それを知ったマルガレータはむしろキルヒアイスの同行を望んだが、むろん彼にはついていくべき相手が他にいた。その相手、つまりラインハルトにとって彼が「かけがえのない友」であると聞いた彼女は、ベンドリングに従者ではなく友となってくれるよう願う。ラインハルトは彼女の英明さに感服しつつ、去ってゆくアイマルラン号を見送った。

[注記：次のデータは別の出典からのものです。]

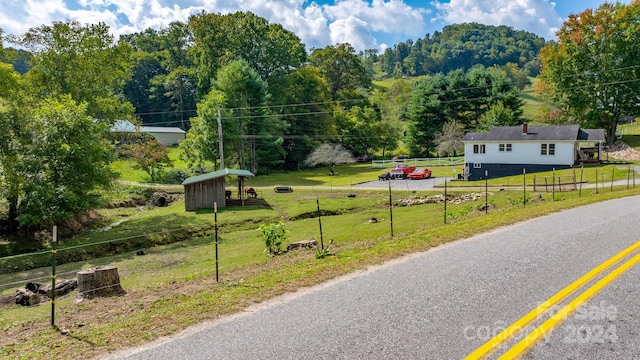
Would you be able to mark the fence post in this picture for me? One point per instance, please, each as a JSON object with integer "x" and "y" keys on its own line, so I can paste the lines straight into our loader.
{"x": 524, "y": 187}
{"x": 215, "y": 224}
{"x": 581, "y": 174}
{"x": 320, "y": 222}
{"x": 553, "y": 185}
{"x": 390, "y": 209}
{"x": 613, "y": 169}
{"x": 54, "y": 250}
{"x": 486, "y": 191}
{"x": 445, "y": 199}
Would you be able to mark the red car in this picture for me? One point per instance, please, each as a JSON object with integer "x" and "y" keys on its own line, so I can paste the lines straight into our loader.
{"x": 407, "y": 169}
{"x": 420, "y": 174}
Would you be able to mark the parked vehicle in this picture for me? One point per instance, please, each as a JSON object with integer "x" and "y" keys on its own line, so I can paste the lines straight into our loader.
{"x": 419, "y": 174}
{"x": 407, "y": 169}
{"x": 393, "y": 174}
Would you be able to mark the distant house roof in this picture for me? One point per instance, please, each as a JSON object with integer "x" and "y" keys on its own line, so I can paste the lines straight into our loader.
{"x": 127, "y": 126}
{"x": 537, "y": 133}
{"x": 217, "y": 174}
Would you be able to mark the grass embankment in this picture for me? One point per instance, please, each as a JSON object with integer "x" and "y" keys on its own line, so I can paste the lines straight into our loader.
{"x": 173, "y": 286}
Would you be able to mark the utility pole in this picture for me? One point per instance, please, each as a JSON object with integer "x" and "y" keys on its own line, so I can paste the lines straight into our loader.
{"x": 220, "y": 140}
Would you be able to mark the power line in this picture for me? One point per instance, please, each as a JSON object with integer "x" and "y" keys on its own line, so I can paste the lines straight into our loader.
{"x": 282, "y": 106}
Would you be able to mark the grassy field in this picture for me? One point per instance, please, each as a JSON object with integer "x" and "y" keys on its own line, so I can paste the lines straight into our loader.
{"x": 173, "y": 286}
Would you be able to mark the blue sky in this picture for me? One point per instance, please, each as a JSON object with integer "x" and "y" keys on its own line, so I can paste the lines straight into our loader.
{"x": 365, "y": 24}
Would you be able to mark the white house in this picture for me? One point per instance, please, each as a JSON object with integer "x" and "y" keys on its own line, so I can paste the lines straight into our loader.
{"x": 165, "y": 135}
{"x": 507, "y": 150}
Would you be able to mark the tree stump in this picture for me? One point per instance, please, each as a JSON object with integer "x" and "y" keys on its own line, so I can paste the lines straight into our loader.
{"x": 100, "y": 281}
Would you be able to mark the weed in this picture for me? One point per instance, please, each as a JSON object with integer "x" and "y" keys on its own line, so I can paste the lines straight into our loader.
{"x": 274, "y": 235}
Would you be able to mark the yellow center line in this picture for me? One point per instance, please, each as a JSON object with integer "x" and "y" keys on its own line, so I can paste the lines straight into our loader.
{"x": 490, "y": 346}
{"x": 561, "y": 315}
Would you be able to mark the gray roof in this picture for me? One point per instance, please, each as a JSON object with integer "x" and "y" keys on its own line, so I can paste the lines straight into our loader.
{"x": 127, "y": 126}
{"x": 162, "y": 129}
{"x": 537, "y": 133}
{"x": 217, "y": 174}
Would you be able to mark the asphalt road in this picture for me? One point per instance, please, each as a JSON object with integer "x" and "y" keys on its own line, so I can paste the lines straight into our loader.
{"x": 445, "y": 303}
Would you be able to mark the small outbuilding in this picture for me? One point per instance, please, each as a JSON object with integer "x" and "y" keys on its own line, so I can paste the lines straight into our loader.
{"x": 202, "y": 191}
{"x": 168, "y": 136}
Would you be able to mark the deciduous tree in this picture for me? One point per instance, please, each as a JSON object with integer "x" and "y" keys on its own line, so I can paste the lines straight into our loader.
{"x": 80, "y": 61}
{"x": 593, "y": 69}
{"x": 150, "y": 156}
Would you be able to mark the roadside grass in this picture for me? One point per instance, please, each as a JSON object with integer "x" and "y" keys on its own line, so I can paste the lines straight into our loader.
{"x": 173, "y": 286}
{"x": 588, "y": 175}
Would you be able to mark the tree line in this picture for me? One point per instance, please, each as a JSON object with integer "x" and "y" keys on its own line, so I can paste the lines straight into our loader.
{"x": 463, "y": 46}
{"x": 277, "y": 103}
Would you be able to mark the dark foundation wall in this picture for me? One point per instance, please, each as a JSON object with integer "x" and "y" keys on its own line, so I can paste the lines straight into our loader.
{"x": 501, "y": 170}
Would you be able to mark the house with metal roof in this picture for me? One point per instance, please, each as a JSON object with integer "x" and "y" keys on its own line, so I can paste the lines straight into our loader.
{"x": 202, "y": 191}
{"x": 167, "y": 136}
{"x": 510, "y": 150}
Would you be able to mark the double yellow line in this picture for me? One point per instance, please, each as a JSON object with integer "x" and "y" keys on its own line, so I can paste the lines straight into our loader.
{"x": 535, "y": 335}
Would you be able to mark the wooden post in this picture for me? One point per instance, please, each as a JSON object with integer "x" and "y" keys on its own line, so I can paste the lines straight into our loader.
{"x": 524, "y": 187}
{"x": 445, "y": 199}
{"x": 215, "y": 222}
{"x": 613, "y": 172}
{"x": 581, "y": 174}
{"x": 54, "y": 250}
{"x": 390, "y": 209}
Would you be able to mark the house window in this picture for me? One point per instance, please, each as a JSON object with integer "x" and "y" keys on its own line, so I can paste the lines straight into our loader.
{"x": 547, "y": 149}
{"x": 504, "y": 147}
{"x": 479, "y": 149}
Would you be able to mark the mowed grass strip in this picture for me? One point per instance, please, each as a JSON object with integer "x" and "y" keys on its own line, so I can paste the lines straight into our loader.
{"x": 173, "y": 286}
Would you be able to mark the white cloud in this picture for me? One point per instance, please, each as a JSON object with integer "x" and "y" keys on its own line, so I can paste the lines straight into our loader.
{"x": 353, "y": 31}
{"x": 354, "y": 21}
{"x": 537, "y": 16}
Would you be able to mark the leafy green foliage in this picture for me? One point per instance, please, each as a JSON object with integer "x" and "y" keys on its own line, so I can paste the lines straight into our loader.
{"x": 588, "y": 70}
{"x": 150, "y": 156}
{"x": 460, "y": 96}
{"x": 274, "y": 235}
{"x": 341, "y": 68}
{"x": 220, "y": 39}
{"x": 449, "y": 139}
{"x": 462, "y": 46}
{"x": 330, "y": 155}
{"x": 79, "y": 61}
{"x": 66, "y": 161}
{"x": 307, "y": 115}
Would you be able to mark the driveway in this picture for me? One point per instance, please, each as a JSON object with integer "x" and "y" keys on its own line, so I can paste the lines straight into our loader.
{"x": 446, "y": 302}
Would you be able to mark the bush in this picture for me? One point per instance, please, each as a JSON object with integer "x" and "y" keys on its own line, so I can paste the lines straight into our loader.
{"x": 274, "y": 235}
{"x": 173, "y": 176}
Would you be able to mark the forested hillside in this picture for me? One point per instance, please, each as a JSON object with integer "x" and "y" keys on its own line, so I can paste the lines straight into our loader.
{"x": 276, "y": 103}
{"x": 463, "y": 46}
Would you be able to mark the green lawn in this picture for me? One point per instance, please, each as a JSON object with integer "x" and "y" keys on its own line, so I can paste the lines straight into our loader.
{"x": 173, "y": 286}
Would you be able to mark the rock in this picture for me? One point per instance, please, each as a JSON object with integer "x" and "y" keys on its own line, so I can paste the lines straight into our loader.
{"x": 26, "y": 297}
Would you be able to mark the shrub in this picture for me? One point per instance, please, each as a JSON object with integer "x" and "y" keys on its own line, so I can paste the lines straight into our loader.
{"x": 274, "y": 235}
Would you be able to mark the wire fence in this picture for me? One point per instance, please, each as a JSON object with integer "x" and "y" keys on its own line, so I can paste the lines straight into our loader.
{"x": 42, "y": 265}
{"x": 420, "y": 162}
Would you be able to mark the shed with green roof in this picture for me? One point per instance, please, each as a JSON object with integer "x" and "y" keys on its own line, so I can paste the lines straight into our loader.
{"x": 202, "y": 191}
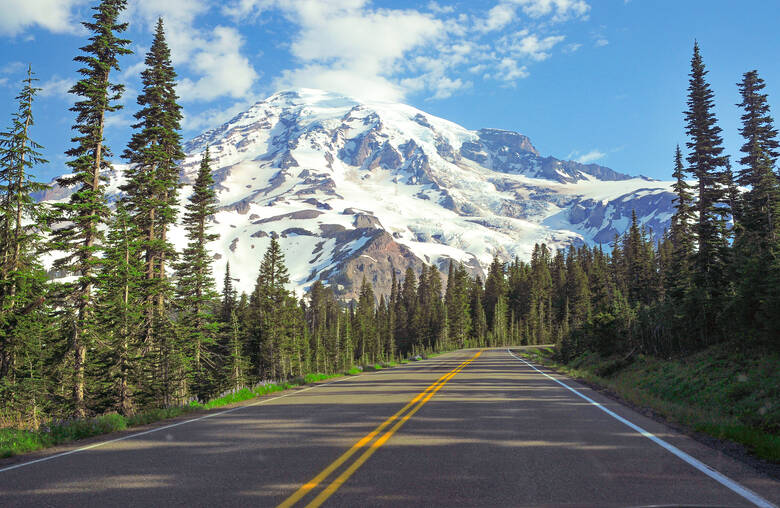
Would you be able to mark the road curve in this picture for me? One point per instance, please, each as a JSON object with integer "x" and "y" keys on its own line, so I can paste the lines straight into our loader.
{"x": 463, "y": 429}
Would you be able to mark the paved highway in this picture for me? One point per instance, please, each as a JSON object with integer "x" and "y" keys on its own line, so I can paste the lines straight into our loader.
{"x": 470, "y": 428}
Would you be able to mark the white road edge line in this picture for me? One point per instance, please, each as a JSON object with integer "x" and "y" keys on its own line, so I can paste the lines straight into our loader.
{"x": 210, "y": 415}
{"x": 704, "y": 468}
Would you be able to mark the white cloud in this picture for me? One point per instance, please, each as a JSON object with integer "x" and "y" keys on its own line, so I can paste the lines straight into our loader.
{"x": 351, "y": 47}
{"x": 213, "y": 57}
{"x": 498, "y": 17}
{"x": 561, "y": 10}
{"x": 223, "y": 69}
{"x": 345, "y": 47}
{"x": 533, "y": 47}
{"x": 54, "y": 15}
{"x": 510, "y": 70}
{"x": 586, "y": 158}
{"x": 440, "y": 9}
{"x": 212, "y": 117}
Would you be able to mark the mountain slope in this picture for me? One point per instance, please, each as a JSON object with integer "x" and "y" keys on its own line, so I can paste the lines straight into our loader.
{"x": 356, "y": 190}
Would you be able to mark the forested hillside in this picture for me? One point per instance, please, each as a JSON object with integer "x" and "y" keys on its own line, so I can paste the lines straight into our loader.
{"x": 135, "y": 325}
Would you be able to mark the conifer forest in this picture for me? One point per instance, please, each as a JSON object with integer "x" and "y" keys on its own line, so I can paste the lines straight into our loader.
{"x": 123, "y": 322}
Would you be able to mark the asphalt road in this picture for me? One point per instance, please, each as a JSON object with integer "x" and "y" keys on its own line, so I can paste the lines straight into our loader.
{"x": 463, "y": 429}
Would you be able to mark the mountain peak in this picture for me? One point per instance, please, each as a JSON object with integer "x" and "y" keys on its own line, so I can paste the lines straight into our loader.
{"x": 359, "y": 188}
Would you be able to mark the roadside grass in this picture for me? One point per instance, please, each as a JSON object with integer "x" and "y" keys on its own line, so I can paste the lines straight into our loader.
{"x": 725, "y": 391}
{"x": 17, "y": 441}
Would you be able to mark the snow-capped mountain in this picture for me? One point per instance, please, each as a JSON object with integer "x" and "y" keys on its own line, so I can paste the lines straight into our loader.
{"x": 357, "y": 189}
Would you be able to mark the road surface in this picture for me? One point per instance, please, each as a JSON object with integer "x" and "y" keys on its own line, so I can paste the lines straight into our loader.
{"x": 470, "y": 428}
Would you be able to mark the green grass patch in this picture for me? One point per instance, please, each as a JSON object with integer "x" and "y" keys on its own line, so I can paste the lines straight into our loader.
{"x": 16, "y": 441}
{"x": 726, "y": 391}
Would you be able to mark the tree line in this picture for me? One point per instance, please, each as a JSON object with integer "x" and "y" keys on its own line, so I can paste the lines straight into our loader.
{"x": 131, "y": 324}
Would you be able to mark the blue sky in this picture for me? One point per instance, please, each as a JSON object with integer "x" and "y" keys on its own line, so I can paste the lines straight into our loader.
{"x": 598, "y": 81}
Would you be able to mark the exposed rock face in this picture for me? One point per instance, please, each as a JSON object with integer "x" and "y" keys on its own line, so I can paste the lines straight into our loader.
{"x": 357, "y": 190}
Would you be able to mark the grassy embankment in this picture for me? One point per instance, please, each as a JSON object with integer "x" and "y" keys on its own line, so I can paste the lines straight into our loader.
{"x": 725, "y": 391}
{"x": 16, "y": 441}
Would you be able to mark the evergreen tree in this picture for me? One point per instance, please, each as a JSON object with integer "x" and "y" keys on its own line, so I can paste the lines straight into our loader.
{"x": 195, "y": 293}
{"x": 86, "y": 211}
{"x": 152, "y": 177}
{"x": 708, "y": 165}
{"x": 228, "y": 296}
{"x": 269, "y": 305}
{"x": 757, "y": 242}
{"x": 119, "y": 316}
{"x": 681, "y": 234}
{"x": 23, "y": 289}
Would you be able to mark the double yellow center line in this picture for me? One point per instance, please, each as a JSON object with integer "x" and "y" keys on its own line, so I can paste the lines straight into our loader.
{"x": 399, "y": 418}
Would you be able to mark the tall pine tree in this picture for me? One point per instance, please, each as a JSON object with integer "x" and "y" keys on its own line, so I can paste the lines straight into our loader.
{"x": 86, "y": 211}
{"x": 709, "y": 166}
{"x": 196, "y": 295}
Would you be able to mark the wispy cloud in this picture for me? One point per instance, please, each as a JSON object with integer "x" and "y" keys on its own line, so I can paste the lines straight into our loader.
{"x": 351, "y": 47}
{"x": 586, "y": 158}
{"x": 57, "y": 16}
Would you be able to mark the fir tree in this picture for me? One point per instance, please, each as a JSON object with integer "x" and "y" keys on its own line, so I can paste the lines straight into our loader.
{"x": 267, "y": 313}
{"x": 86, "y": 210}
{"x": 228, "y": 296}
{"x": 23, "y": 289}
{"x": 708, "y": 165}
{"x": 152, "y": 178}
{"x": 195, "y": 291}
{"x": 119, "y": 316}
{"x": 681, "y": 234}
{"x": 756, "y": 244}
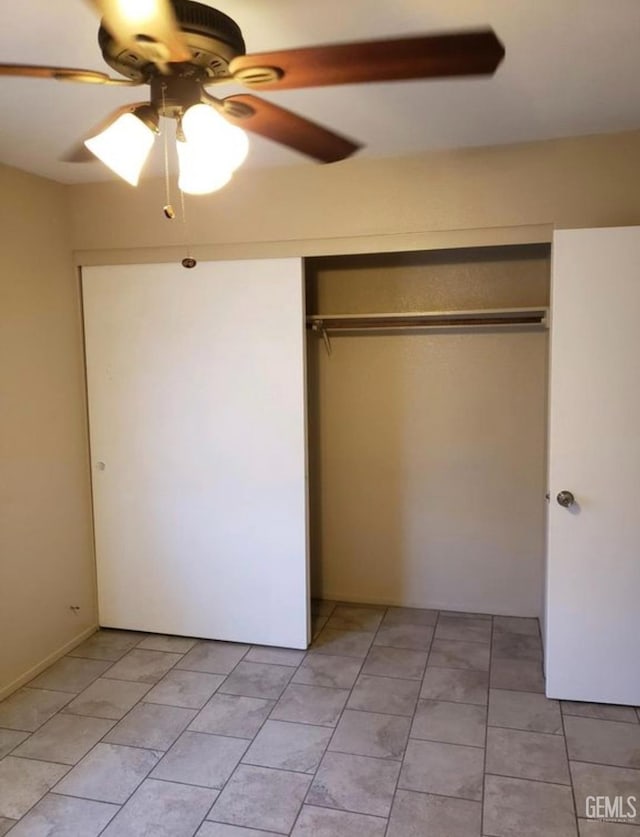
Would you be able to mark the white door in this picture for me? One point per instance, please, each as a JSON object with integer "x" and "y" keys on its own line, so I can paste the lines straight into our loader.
{"x": 198, "y": 441}
{"x": 593, "y": 573}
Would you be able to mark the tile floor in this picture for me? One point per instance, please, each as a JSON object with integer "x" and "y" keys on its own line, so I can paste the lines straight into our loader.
{"x": 396, "y": 723}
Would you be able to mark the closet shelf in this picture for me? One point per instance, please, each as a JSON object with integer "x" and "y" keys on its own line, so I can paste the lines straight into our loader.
{"x": 488, "y": 317}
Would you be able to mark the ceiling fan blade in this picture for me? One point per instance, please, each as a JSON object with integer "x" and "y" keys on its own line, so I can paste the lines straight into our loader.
{"x": 283, "y": 126}
{"x": 63, "y": 74}
{"x": 429, "y": 56}
{"x": 79, "y": 153}
{"x": 150, "y": 27}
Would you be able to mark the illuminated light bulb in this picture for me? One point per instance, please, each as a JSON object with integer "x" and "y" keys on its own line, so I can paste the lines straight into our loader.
{"x": 124, "y": 146}
{"x": 205, "y": 127}
{"x": 200, "y": 171}
{"x": 135, "y": 11}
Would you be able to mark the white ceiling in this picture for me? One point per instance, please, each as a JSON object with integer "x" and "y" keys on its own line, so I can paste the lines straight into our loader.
{"x": 572, "y": 67}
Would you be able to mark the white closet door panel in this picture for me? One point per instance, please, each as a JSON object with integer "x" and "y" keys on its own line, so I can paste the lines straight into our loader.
{"x": 593, "y": 564}
{"x": 198, "y": 439}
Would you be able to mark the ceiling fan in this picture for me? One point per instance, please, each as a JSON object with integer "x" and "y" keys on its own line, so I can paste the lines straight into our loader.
{"x": 181, "y": 48}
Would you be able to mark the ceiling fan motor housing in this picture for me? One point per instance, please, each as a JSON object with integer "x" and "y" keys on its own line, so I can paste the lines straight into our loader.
{"x": 213, "y": 37}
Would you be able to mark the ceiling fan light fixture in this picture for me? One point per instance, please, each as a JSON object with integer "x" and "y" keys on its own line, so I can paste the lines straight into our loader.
{"x": 200, "y": 171}
{"x": 124, "y": 146}
{"x": 204, "y": 128}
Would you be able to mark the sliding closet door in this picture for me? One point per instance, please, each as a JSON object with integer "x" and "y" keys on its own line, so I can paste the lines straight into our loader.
{"x": 198, "y": 443}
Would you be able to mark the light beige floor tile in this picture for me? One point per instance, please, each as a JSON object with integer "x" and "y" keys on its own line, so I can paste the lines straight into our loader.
{"x": 213, "y": 657}
{"x": 522, "y": 808}
{"x": 389, "y": 695}
{"x": 310, "y": 705}
{"x": 524, "y": 710}
{"x": 605, "y": 742}
{"x": 70, "y": 674}
{"x": 458, "y": 685}
{"x": 323, "y": 822}
{"x": 322, "y": 607}
{"x": 590, "y": 828}
{"x": 353, "y": 618}
{"x": 107, "y": 645}
{"x": 417, "y": 637}
{"x": 232, "y": 715}
{"x": 423, "y": 815}
{"x": 64, "y": 738}
{"x": 326, "y": 670}
{"x": 151, "y": 725}
{"x": 342, "y": 643}
{"x": 62, "y": 815}
{"x": 198, "y": 758}
{"x": 142, "y": 666}
{"x": 257, "y": 680}
{"x": 161, "y": 642}
{"x": 517, "y": 675}
{"x": 107, "y": 698}
{"x": 288, "y": 746}
{"x": 410, "y": 616}
{"x": 259, "y": 797}
{"x": 450, "y": 653}
{"x": 190, "y": 689}
{"x": 275, "y": 656}
{"x": 27, "y": 709}
{"x": 162, "y": 809}
{"x": 443, "y": 769}
{"x": 516, "y": 647}
{"x": 602, "y": 711}
{"x": 395, "y": 662}
{"x": 466, "y": 630}
{"x": 9, "y": 740}
{"x": 527, "y": 755}
{"x": 453, "y": 723}
{"x": 219, "y": 829}
{"x": 355, "y": 783}
{"x": 371, "y": 734}
{"x": 109, "y": 773}
{"x": 23, "y": 782}
{"x": 516, "y": 625}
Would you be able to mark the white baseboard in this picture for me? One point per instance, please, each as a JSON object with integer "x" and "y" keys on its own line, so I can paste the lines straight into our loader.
{"x": 428, "y": 605}
{"x": 5, "y": 691}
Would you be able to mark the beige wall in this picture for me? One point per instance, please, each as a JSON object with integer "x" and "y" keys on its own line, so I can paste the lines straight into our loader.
{"x": 45, "y": 534}
{"x": 427, "y": 450}
{"x": 450, "y": 198}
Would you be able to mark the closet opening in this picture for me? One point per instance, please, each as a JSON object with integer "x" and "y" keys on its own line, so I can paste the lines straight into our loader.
{"x": 427, "y": 412}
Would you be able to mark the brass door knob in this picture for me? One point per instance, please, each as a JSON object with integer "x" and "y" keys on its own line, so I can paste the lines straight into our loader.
{"x": 566, "y": 499}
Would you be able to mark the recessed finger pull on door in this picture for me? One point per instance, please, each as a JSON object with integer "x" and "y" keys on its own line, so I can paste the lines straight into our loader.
{"x": 566, "y": 499}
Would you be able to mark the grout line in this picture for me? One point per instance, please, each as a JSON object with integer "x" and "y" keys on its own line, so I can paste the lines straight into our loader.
{"x": 571, "y": 785}
{"x": 530, "y": 779}
{"x": 413, "y": 717}
{"x": 486, "y": 729}
{"x": 249, "y": 741}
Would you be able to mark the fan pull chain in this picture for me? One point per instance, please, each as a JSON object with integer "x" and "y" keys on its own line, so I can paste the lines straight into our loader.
{"x": 188, "y": 261}
{"x": 169, "y": 211}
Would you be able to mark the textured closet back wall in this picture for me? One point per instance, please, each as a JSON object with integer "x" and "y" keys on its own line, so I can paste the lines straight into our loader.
{"x": 427, "y": 450}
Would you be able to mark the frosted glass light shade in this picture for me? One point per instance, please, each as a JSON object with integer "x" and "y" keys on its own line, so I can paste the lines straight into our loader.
{"x": 124, "y": 146}
{"x": 200, "y": 171}
{"x": 203, "y": 126}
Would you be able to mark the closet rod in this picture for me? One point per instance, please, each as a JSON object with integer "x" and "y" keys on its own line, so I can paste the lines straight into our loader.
{"x": 429, "y": 319}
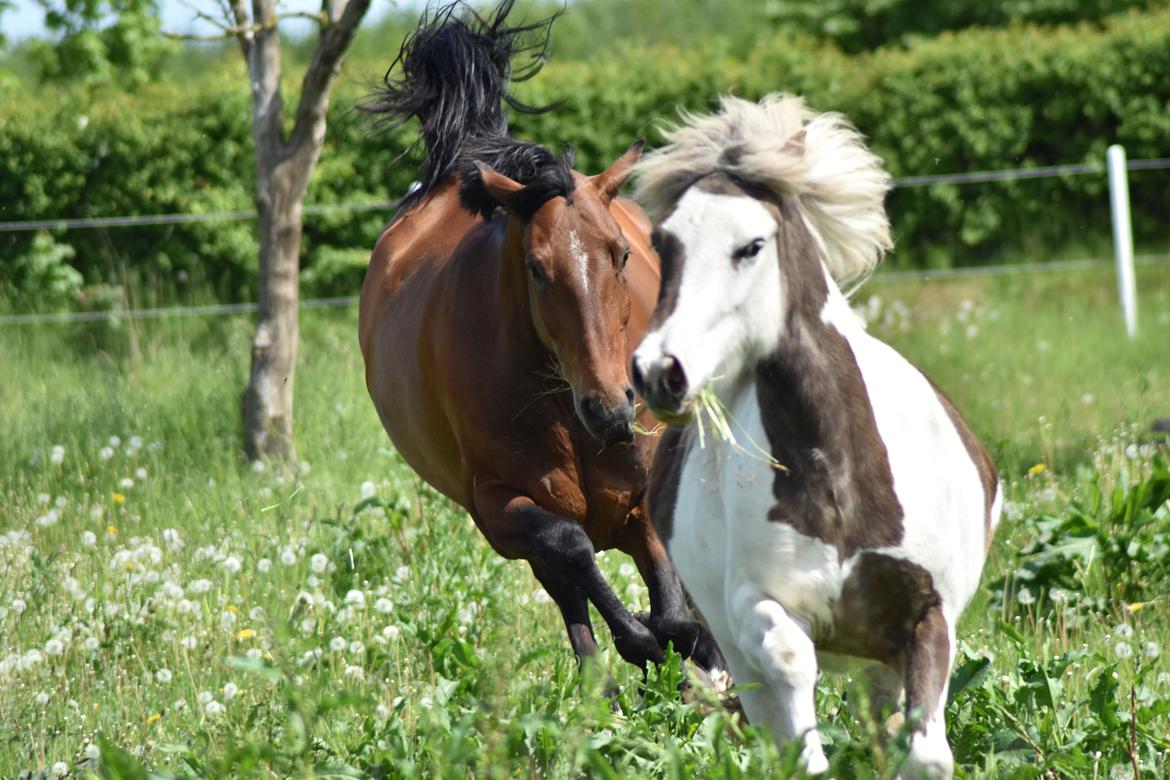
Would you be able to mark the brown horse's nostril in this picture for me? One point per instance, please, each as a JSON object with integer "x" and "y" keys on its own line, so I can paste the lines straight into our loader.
{"x": 635, "y": 373}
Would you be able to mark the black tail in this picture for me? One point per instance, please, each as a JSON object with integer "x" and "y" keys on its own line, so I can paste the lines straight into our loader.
{"x": 453, "y": 74}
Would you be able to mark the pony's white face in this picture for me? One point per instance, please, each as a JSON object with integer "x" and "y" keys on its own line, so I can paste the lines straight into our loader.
{"x": 721, "y": 305}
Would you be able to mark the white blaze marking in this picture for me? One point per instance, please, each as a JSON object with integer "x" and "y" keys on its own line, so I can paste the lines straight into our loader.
{"x": 577, "y": 249}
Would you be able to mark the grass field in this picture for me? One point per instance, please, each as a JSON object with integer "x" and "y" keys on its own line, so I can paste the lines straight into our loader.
{"x": 167, "y": 608}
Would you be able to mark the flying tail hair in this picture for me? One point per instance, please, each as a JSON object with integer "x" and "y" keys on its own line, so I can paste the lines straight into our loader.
{"x": 454, "y": 74}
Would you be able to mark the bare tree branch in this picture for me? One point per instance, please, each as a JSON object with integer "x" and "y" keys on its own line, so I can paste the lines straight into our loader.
{"x": 240, "y": 13}
{"x": 246, "y": 32}
{"x": 323, "y": 69}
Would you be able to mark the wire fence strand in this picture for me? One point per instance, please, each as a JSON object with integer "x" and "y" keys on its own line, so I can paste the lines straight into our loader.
{"x": 972, "y": 177}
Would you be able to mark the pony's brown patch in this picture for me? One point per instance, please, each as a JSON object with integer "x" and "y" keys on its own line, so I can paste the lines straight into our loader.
{"x": 818, "y": 419}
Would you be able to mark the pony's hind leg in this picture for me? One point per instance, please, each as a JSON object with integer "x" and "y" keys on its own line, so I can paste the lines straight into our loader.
{"x": 882, "y": 695}
{"x": 927, "y": 676}
{"x": 779, "y": 651}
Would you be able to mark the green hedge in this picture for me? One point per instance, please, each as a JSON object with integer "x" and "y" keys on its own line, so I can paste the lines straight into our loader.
{"x": 963, "y": 102}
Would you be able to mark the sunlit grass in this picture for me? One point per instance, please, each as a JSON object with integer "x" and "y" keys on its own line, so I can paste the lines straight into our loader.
{"x": 167, "y": 601}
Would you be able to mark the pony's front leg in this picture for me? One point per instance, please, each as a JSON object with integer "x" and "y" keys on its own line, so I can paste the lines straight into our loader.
{"x": 780, "y": 654}
{"x": 517, "y": 527}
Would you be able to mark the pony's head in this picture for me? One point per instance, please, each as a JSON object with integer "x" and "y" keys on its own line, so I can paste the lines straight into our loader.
{"x": 761, "y": 207}
{"x": 573, "y": 266}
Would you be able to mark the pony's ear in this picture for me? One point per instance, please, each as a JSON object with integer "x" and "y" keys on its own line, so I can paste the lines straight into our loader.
{"x": 499, "y": 186}
{"x": 795, "y": 144}
{"x": 610, "y": 181}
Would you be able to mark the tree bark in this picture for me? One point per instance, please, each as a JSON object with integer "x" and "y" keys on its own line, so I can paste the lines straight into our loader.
{"x": 283, "y": 167}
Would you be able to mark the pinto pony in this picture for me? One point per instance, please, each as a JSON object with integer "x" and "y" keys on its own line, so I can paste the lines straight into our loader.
{"x": 851, "y": 522}
{"x": 497, "y": 318}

しかし、<ヘーシュリッヒ・エンチェン>はイゼルローンに還らねばならない。長期の単独航行でエネルギーも不足する中、キルヒアイスが散布した指向性ゼッフル粒子によって敵部隊を突破。途中駆けつけた補給艦からの巧妙な航行中補給も受け、追撃を振り切ることに成功する。帰還したラインハルトはアーベントロートを「秘密」で脅して昇進をもぎ取り、全銀河の偉才をいずれ手に収めたいという野望とともに要塞を去ったのだった。
その他作品詳細
見どころ
- オリジナル三部作の見事な幕切れ
原作にないオリジナルであるこれらの三部作は、OVA「銀河英雄伝説」の最終盤に製作されたものでもあることから、それまでの本編・外伝などと矛盾させることは当然許されない。その中でこれらの三部作は、原作に描写されていない10代中盤のラインハルトの軍歴を矛盾させること無く設定し、ベーネミュンデ侯爵夫人の陰謀のような原作由来の伏線を利用。さらにはヘルクスハイマー家との確執といったこの三部作のオリジナル設定を組み上げ、本編に影響をあたえること無くこの「奪還者」で見事に収拾してみせたのである。
- 絢爛豪華なゲストキャラクター
「奪還者」では、ラインハルトの追跡行の支援者として、のちのラインハルト麾下の諸提督の若年時代の影を登場させている。副長としてメインクラスで登場するアウグスト・ザムエル・ワーレンはもちろんのこと、収集した航路情報で幾度もラインハルトを救けたフェザーン駐留武官の名はナイトハルト・ミュラーであるとラストシーンで明かされ、また完成を利用した巧妙な航行中の物資放出・受け渡しで<ヘーシュリッヒ・エンチェン>を救った補給艦の艦長として「沈黙艦長」ことエルンスト・フォン・アイゼナッハの名が登場している。前作「決闘者」のコルネリアス・ルッツを含めたこの4人は、のちのラインハルト元帥府の提督たちの中でも原作中でラインハルトの知遇を得たきっかけとなる活躍が描かれていない4人であり、「奪還者」での登場は見事な原作補完であったといえよう。
- 巡航艦個艦の躍動感あふれる描写
本編では基本的に艦は部隊単位で動き、OVAでの描写も一糸乱れぬ艦隊運動のものばかりで、個艦単位での行動が移ることは極めて稀である。「奪還者」では、<ヘーシュリッヒ・エンチェン>の個艦単位での動きを躍動感溢れる映像で描写しており、こと第三話における同盟軍巡航艦との鬼気迫るデッドヒートは本編にない、さながらシヴァ星域会戦における強襲揚陸艦<イストリア>の<ブリュンヒルト>への突入のようなスピード感に溢れている。
- 律儀な帝国スタイルの描写
……は、残念ながら今回は少ない。だが、なぜか背景に帝国紋章が掲げられている指向性ゼッフル粒子発生装置の操作画面など、妙なところのこだわり自体は健在のようである。